Factors influencing the optimal positioning of an aerial include the type of antenna, the frequency of the signal, the polarization of the signal, and the presence of obstacles or reflective surfaces. Additionally, environmental factors like weather and the surrounding terrain can also play a role.
Yes, the performance of an aerial can be significantly affected by its orientation. Proper alignment with the signal's polarization can enhance signal strength and quality, while improper orientation can lead to signal loss or degradation.
To determine the best orientation for your aerial, you can refer to the manufacturer's guidelines, use a signal strength meter to test different positions, or consult with a professional installer.

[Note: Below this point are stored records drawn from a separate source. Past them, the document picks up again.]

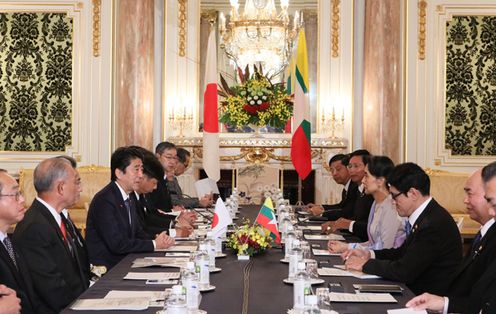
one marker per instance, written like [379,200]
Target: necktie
[408,228]
[10,250]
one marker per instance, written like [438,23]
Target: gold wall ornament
[96,27]
[335,28]
[183,19]
[422,6]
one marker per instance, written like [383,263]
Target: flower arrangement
[249,239]
[256,101]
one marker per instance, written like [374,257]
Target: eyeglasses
[395,195]
[16,195]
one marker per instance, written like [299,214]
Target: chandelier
[259,35]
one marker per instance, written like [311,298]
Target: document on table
[129,304]
[362,297]
[335,237]
[152,276]
[326,271]
[406,311]
[320,252]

It might also help to research the signal polarization and the direction of the broadcast source.
Yes, there are several tools and technologies available to help with positioning an aerial. Signal strength meters, smartphone apps, and specialized software can provide real-time feedback on signal quality, helping you find the optimal orientation. Additionally, some modern antennas come with built-in alignment aids.